The aftergame kick-to-kick tradition at the Melbourne Cricket Ground is now a rare sight. Follows an AFL match between the Melbourne Demons and the Port Adelaide Power, 16,000 fans are let onto the turf.

Kick-to-kick is a pastime and well-known tradition of Australian rules football fans, and a recognised Australian term for kick and catch type games. It is a casual version of Australian rules (similar to the relationship between backyard/beach cricket and the established forms of cricket).

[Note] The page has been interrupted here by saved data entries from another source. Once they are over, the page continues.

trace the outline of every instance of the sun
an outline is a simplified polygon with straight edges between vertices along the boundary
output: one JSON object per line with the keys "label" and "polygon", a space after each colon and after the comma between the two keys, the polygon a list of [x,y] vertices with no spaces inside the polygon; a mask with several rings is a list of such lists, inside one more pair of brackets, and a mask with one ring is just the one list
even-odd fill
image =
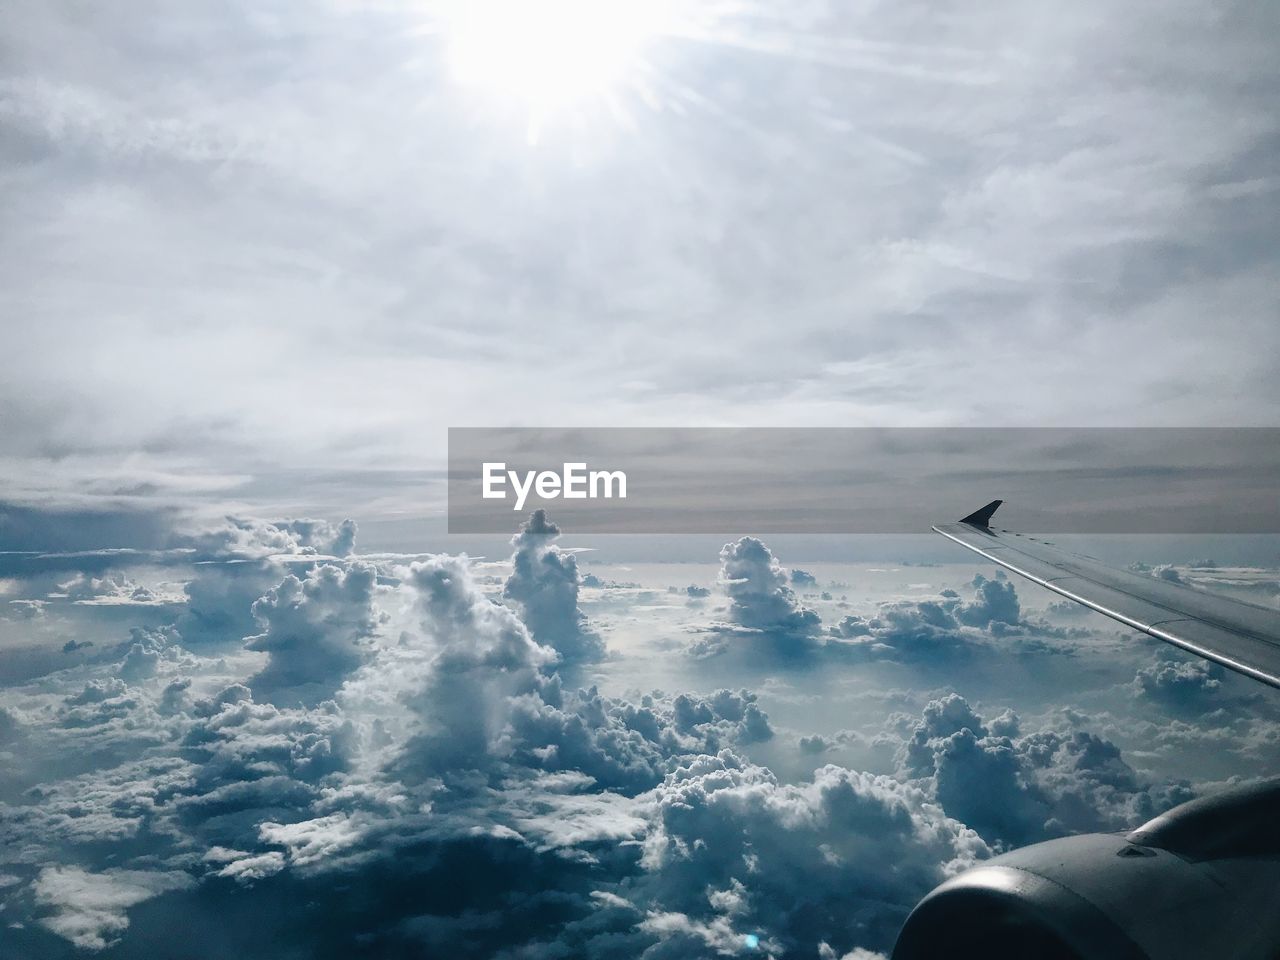
{"label": "sun", "polygon": [[666,0],[457,0],[449,67],[462,84],[549,114],[609,96],[664,28]]}

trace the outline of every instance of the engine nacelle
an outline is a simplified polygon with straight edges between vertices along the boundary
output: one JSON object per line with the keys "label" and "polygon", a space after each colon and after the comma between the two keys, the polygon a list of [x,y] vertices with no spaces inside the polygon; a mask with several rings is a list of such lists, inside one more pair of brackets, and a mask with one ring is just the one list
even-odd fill
{"label": "engine nacelle", "polygon": [[1280,780],[1235,788],[1132,833],[1050,840],[948,880],[893,960],[1277,960]]}

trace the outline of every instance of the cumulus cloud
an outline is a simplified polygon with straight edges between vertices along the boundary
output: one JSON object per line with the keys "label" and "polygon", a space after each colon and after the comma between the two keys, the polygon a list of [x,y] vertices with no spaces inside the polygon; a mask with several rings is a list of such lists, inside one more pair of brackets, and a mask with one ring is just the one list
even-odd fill
{"label": "cumulus cloud", "polygon": [[[317,579],[333,576],[321,571],[313,571]],[[51,785],[38,806],[0,808],[6,827],[73,849],[134,843],[151,847],[152,856],[194,850],[186,862],[205,883],[253,887],[264,904],[283,896],[275,892],[285,889],[279,884],[317,873],[400,886],[453,857],[465,857],[468,875],[483,878],[494,896],[515,896],[525,883],[510,875],[510,857],[524,851],[522,869],[538,871],[545,889],[578,888],[572,896],[558,894],[559,909],[572,904],[577,918],[570,924],[577,933],[565,936],[596,944],[598,933],[605,938],[599,942],[631,939],[640,949],[666,943],[671,934],[661,923],[592,890],[585,874],[572,880],[575,864],[607,864],[597,868],[603,876],[636,875],[638,840],[656,809],[647,791],[690,758],[772,737],[756,696],[720,690],[624,698],[565,690],[554,672],[556,652],[538,644],[509,607],[484,595],[464,559],[433,557],[403,573],[397,589],[412,601],[417,624],[355,668],[358,682],[344,689],[341,705],[260,702],[250,689],[261,686],[254,678],[200,694],[188,678],[144,689],[96,678],[74,688],[64,712],[121,709],[136,721],[154,704],[183,731],[176,755]],[[311,623],[296,611],[290,616]],[[343,616],[320,619],[347,623]],[[135,647],[159,651],[168,640],[135,634],[130,655],[141,658]],[[373,689],[392,695],[369,699]],[[402,708],[411,722],[397,732]],[[171,840],[174,847],[167,846]],[[431,888],[444,889],[442,875],[430,875]],[[317,880],[311,896],[327,897],[330,882]],[[433,896],[421,899],[424,907]],[[731,885],[714,898],[715,909],[728,910],[743,896]],[[481,926],[468,927],[471,935],[482,927],[485,942],[514,945],[543,929],[515,919],[534,908],[536,900],[526,897],[527,891],[509,909],[477,920]],[[184,901],[183,909],[198,909],[198,901]],[[376,914],[357,911],[349,919],[381,922],[372,919]],[[99,922],[104,943],[124,932],[118,919]],[[382,942],[409,937],[438,947],[456,942],[467,927],[463,917],[448,914],[386,922]]]}
{"label": "cumulus cloud", "polygon": [[1157,580],[1167,580],[1169,583],[1185,582],[1181,572],[1171,563],[1150,564],[1139,560],[1129,564],[1129,569],[1134,573],[1145,573],[1148,576],[1155,577]]}
{"label": "cumulus cloud", "polygon": [[859,656],[907,662],[969,656],[993,638],[1038,647],[1070,632],[1023,617],[1013,583],[1003,576],[976,575],[966,600],[954,590],[937,599],[895,600],[873,616],[849,615],[828,628],[834,649]]}
{"label": "cumulus cloud", "polygon": [[1131,684],[1134,696],[1183,715],[1219,710],[1240,702],[1226,682],[1226,671],[1216,663],[1167,656],[1158,656],[1149,666],[1139,668]]}
{"label": "cumulus cloud", "polygon": [[577,770],[603,787],[637,793],[657,783],[675,758],[773,737],[747,691],[710,697],[644,695],[638,701],[576,693],[521,697],[512,716],[517,755],[530,766]]}
{"label": "cumulus cloud", "polygon": [[801,570],[799,567],[794,567],[791,570],[791,585],[801,589],[816,587],[818,585],[818,578],[808,570]]}
{"label": "cumulus cloud", "polygon": [[675,770],[654,799],[635,891],[664,918],[650,932],[686,950],[714,945],[709,931],[795,955],[883,949],[924,893],[988,853],[923,791],[834,766],[784,784],[722,751]]}
{"label": "cumulus cloud", "polygon": [[535,510],[511,541],[511,576],[502,588],[533,638],[555,650],[564,663],[601,659],[604,640],[578,609],[578,560],[556,545],[560,528]]}
{"label": "cumulus cloud", "polygon": [[156,603],[163,601],[155,591],[134,583],[124,573],[110,571],[101,577],[78,573],[58,585],[73,603]]}
{"label": "cumulus cloud", "polygon": [[[545,517],[534,523],[516,544],[530,561],[554,546],[530,542],[553,536]],[[744,543],[730,544],[726,566],[742,561],[746,576],[727,579],[754,588],[726,592],[772,627],[735,620],[722,634],[794,638],[816,618],[767,548],[763,561],[750,544],[734,553]],[[562,625],[577,607],[564,599],[566,558],[552,565],[558,599],[545,608]],[[6,700],[22,709],[3,750],[30,742],[65,757],[0,804],[4,835],[23,838],[0,861],[30,891],[13,915],[61,924],[86,945],[153,943],[143,928],[159,908],[130,915],[105,894],[86,897],[78,917],[52,893],[30,916],[23,904],[35,906],[45,868],[180,870],[194,878],[169,891],[184,916],[229,904],[259,921],[245,955],[303,936],[298,904],[314,903],[333,918],[336,948],[359,936],[387,954],[465,940],[495,956],[684,957],[754,944],[862,958],[888,950],[933,884],[993,850],[1120,829],[1187,795],[1138,773],[1088,718],[1028,723],[959,696],[883,729],[800,736],[796,751],[796,732],[777,736],[751,690],[566,682],[564,651],[539,640],[524,603],[491,598],[466,558],[381,562],[381,576],[360,560],[308,559],[291,573],[262,559],[197,565],[209,587],[228,581],[203,569],[249,571],[196,604],[244,604],[256,615],[247,649],[186,644],[179,618]],[[246,600],[267,576],[257,603]],[[970,643],[1038,629],[1010,585],[978,578],[963,597],[885,605],[799,636],[831,647],[830,664],[852,676],[866,665],[843,657],[860,643],[905,659],[913,633]],[[790,782],[759,762],[808,770],[806,758],[873,743],[886,770],[898,748],[893,776],[826,766]]]}
{"label": "cumulus cloud", "polygon": [[814,634],[821,621],[787,585],[786,568],[755,537],[726,543],[720,551],[720,583],[729,596],[729,616],[751,630],[780,636]]}
{"label": "cumulus cloud", "polygon": [[463,559],[414,563],[405,582],[434,654],[419,688],[406,696],[419,731],[404,762],[429,770],[484,765],[506,749],[514,698],[536,693],[540,668],[558,654],[511,609],[485,597]]}
{"label": "cumulus cloud", "polygon": [[354,725],[331,701],[310,710],[277,707],[234,685],[198,703],[195,712],[182,746],[199,761],[196,791],[182,804],[197,812],[252,799],[264,786],[309,797],[299,785],[346,769],[357,745]]}
{"label": "cumulus cloud", "polygon": [[244,850],[212,847],[204,855],[204,859],[218,864],[217,876],[229,877],[242,884],[251,884],[255,880],[275,876],[285,868],[285,856],[279,850],[249,853]]}
{"label": "cumulus cloud", "polygon": [[925,707],[899,751],[900,770],[1004,847],[1132,827],[1190,797],[1185,783],[1144,780],[1097,734],[1020,728],[1009,712],[987,724],[948,694]]}
{"label": "cumulus cloud", "polygon": [[355,550],[356,523],[224,517],[220,523],[174,535],[173,544],[199,559],[261,559],[273,554],[345,557]]}
{"label": "cumulus cloud", "polygon": [[186,606],[174,626],[182,642],[239,643],[257,629],[253,604],[279,583],[283,567],[269,560],[198,563],[183,587]]}
{"label": "cumulus cloud", "polygon": [[172,627],[157,630],[133,627],[129,637],[129,650],[120,662],[119,674],[122,679],[136,683],[155,676],[161,660],[172,654],[177,632]]}
{"label": "cumulus cloud", "polygon": [[609,789],[652,787],[673,757],[766,740],[768,718],[747,691],[710,697],[602,696],[566,690],[543,646],[509,608],[484,596],[462,560],[413,564],[427,670],[404,694],[417,732],[399,768],[448,774],[501,762],[578,771]]}
{"label": "cumulus cloud", "polygon": [[[186,605],[175,624],[184,643],[239,643],[257,630],[253,604],[276,587],[286,557],[345,557],[355,549],[356,524],[322,520],[264,521],[237,517],[187,532],[177,542],[192,552],[192,578],[183,587]],[[305,566],[292,561],[297,579]],[[297,571],[302,570],[299,574]]]}
{"label": "cumulus cloud", "polygon": [[995,579],[976,574],[972,586],[976,591],[973,600],[957,604],[952,610],[960,623],[971,627],[990,627],[994,623],[1016,626],[1022,620],[1018,593],[1003,574]]}
{"label": "cumulus cloud", "polygon": [[287,575],[256,600],[251,611],[263,630],[245,646],[268,659],[252,688],[311,702],[331,695],[369,656],[367,641],[382,619],[377,584],[372,564],[326,563],[303,577]]}

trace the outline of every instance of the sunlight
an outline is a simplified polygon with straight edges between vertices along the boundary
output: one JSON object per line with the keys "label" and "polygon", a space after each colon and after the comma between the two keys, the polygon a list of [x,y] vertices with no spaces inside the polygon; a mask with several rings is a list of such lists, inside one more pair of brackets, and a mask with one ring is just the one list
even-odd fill
{"label": "sunlight", "polygon": [[663,0],[466,0],[448,15],[460,82],[549,112],[608,95],[662,32]]}

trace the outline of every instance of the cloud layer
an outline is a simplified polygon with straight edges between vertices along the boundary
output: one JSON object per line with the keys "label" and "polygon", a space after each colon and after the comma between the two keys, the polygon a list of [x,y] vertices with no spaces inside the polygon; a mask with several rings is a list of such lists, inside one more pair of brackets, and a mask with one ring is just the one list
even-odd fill
{"label": "cloud layer", "polygon": [[[226,542],[220,529],[206,549]],[[292,528],[230,529],[274,542]],[[88,659],[5,687],[0,897],[20,924],[14,949],[150,955],[181,916],[211,931],[191,948],[209,957],[280,943],[317,956],[873,957],[958,870],[1193,795],[1122,742],[1211,740],[1251,763],[1280,743],[1280,720],[1251,717],[1258,704],[1228,678],[1168,658],[1118,674],[1101,691],[1113,712],[1019,716],[959,692],[872,686],[855,696],[900,709],[842,718],[857,729],[817,730],[812,709],[780,722],[787,690],[816,704],[869,670],[940,665],[980,686],[1014,662],[1001,644],[1085,641],[983,576],[967,599],[889,598],[824,628],[751,538],[721,555],[723,599],[671,608],[740,656],[700,660],[657,637],[644,649],[689,677],[745,671],[756,688],[717,677],[606,692],[571,679],[596,669],[568,655],[582,651],[566,643],[586,635],[582,607],[611,595],[593,608],[614,611],[591,629],[602,638],[617,611],[643,620],[667,594],[584,588],[556,535],[535,516],[495,565],[338,558],[293,534],[290,552],[257,554],[257,534],[233,533],[253,558],[190,565],[173,623],[108,631],[76,651]],[[58,624],[105,608],[50,609]],[[805,655],[779,657],[774,641]],[[623,675],[645,662],[635,643],[619,647]],[[1114,712],[1135,704],[1172,719],[1152,734]],[[817,765],[851,751],[883,762]],[[227,929],[225,916],[245,922]]]}

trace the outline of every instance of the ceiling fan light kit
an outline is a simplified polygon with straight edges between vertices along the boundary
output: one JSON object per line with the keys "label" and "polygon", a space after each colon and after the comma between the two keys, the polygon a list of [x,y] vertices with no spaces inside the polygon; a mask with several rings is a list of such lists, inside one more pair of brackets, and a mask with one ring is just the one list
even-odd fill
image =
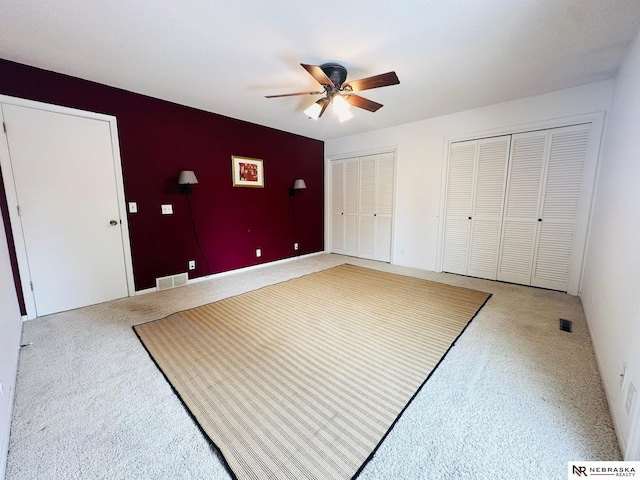
{"label": "ceiling fan light kit", "polygon": [[323,87],[322,91],[267,95],[266,98],[324,94],[324,97],[314,102],[304,111],[305,115],[314,120],[322,116],[330,103],[333,104],[333,111],[338,115],[338,119],[341,122],[353,118],[353,114],[350,111],[351,106],[375,112],[382,107],[381,103],[361,97],[353,92],[387,87],[400,83],[396,72],[387,72],[346,82],[347,69],[337,63],[324,63],[320,66],[305,63],[301,63],[300,65]]}
{"label": "ceiling fan light kit", "polygon": [[315,103],[312,103],[311,105],[309,105],[307,107],[307,109],[304,111],[304,113],[309,117],[309,118],[313,118],[314,120],[318,119],[318,117],[320,117],[320,112],[322,112],[322,109],[324,107],[324,99],[320,99]]}

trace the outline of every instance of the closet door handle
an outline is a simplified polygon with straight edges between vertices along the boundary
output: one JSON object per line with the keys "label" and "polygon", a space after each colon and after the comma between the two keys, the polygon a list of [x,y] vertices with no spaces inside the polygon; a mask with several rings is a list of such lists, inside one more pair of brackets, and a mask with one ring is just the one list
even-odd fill
{"label": "closet door handle", "polygon": [[541,221],[542,221],[542,219],[541,219],[541,218],[539,218],[539,219],[538,219],[538,221],[539,221],[539,222],[541,222]]}
{"label": "closet door handle", "polygon": [[471,220],[471,217],[469,217],[469,220]]}

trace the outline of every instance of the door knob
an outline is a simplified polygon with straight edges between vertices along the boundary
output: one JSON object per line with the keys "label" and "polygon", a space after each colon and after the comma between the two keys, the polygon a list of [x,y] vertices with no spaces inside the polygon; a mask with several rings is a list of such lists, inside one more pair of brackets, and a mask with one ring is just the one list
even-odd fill
{"label": "door knob", "polygon": [[117,220],[111,220],[111,221],[109,222],[109,224],[110,224],[110,225],[113,225],[113,226],[115,227],[115,226],[118,224],[118,221],[117,221]]}

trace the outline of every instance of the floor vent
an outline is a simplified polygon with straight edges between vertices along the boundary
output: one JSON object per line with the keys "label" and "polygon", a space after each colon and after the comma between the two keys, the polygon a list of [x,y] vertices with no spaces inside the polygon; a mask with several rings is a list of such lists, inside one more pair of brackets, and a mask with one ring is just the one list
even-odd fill
{"label": "floor vent", "polygon": [[186,273],[178,273],[176,275],[169,275],[168,277],[158,277],[156,278],[156,288],[160,291],[181,287],[182,285],[186,285],[188,280],[189,276]]}
{"label": "floor vent", "polygon": [[571,333],[571,325],[573,324],[573,322],[571,320],[566,320],[564,318],[560,319],[560,330],[562,330],[563,332],[569,332]]}

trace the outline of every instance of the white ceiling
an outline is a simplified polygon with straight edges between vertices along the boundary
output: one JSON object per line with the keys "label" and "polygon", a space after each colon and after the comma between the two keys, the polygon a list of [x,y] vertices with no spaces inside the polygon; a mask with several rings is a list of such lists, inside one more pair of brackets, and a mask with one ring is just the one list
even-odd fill
{"label": "white ceiling", "polygon": [[[612,78],[639,0],[0,0],[0,57],[327,140]],[[300,63],[384,104],[339,123]]]}

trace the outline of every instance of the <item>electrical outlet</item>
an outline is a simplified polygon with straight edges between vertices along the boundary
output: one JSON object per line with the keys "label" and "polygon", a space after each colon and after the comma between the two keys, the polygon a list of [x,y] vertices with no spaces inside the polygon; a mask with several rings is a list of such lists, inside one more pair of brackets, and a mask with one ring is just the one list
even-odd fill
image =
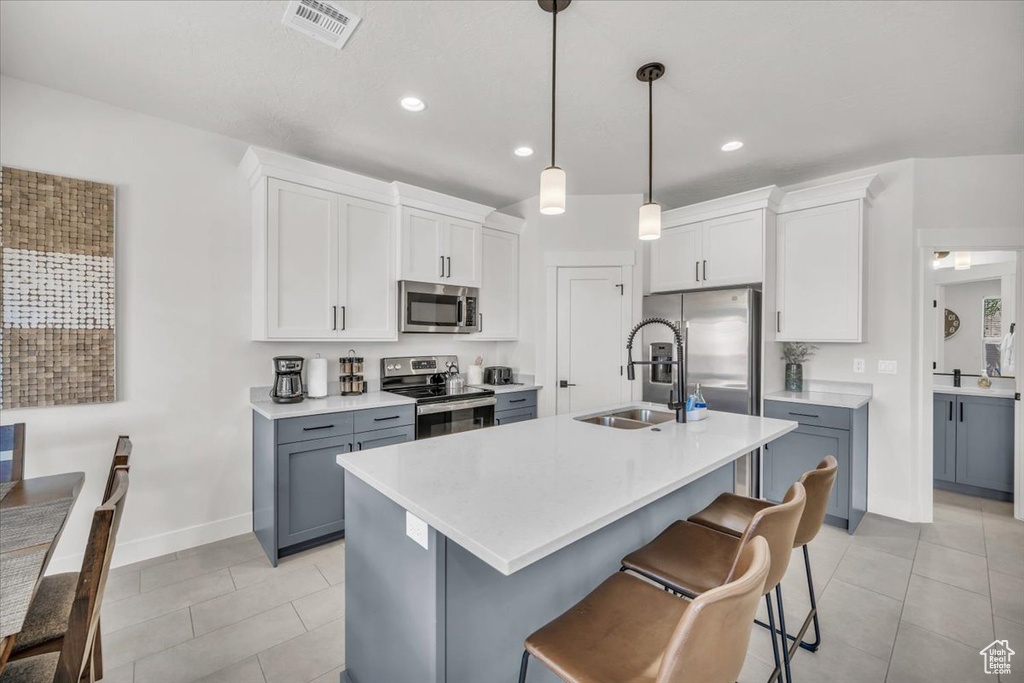
{"label": "electrical outlet", "polygon": [[878,361],[878,374],[880,374],[880,375],[895,375],[896,374],[896,361],[894,361],[894,360],[880,360],[880,361]]}
{"label": "electrical outlet", "polygon": [[854,372],[864,372],[864,365],[865,365],[865,363],[864,363],[864,359],[863,358],[854,358],[853,359],[853,371]]}
{"label": "electrical outlet", "polygon": [[423,546],[424,550],[430,550],[427,547],[429,529],[426,522],[408,510],[405,511],[405,535]]}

Although not a sport in itself, the term is used to describe a social exercise played in parks, fields, streets, back yards and also as a playground game that requires at least two people.[1] Kick-to-kick is used as a warm-up exercise of many Australian rules football clubs[2] and has been the beginnings of many clubs in far-flung places.

It has long been a pitch invasion tradition in the breaks immediately after official Australian rules football matches, although as professionalism in the Australian Football League increased, the practice was discontinued at most AFL venues.[3] In recent years, kick-to-kick games have been usually limited to two or three per round, usually between clubs that have friendly relations (that is, not likely to cause conflict if fans from opposing teams meet on the field, such as Collingwood), or those designated "Kids Go Free" games by the home team. Sponsored by McDonalds and labelled as the "fifth quarter", such events are advertised on the AFL website,[4] that week's edition of the AFL Record and is announced via the PA system during the third-quarter time break. Fans are only allowed on following the sounding of a siren, once the centre square has been demarcated and players/media vacating the field, and usually have 15 minutes to roam the field.

  1. ^ Golightly, Earnest (3 April 1987). "Footy gets heavy, but the kick to kick lives on". The Age. pp. 1 & 3. Retrieved 19 October 2009.
  2. ^ AFL Auskick Manual Archived 27 October 2009 at the Wayback Machine; AFL.com.au, p168
  3. ^ "Saturday Arvo Fever". Archived from the original on 22 August 2008. Retrieved 3 January 2009. It is only recently that crowds have been banned from running onto the field after a match for a game of kick-to-kick
  4. ^ "Macca's Kick 2 Kick". afl.com.au. Retrieved 15 July 2024.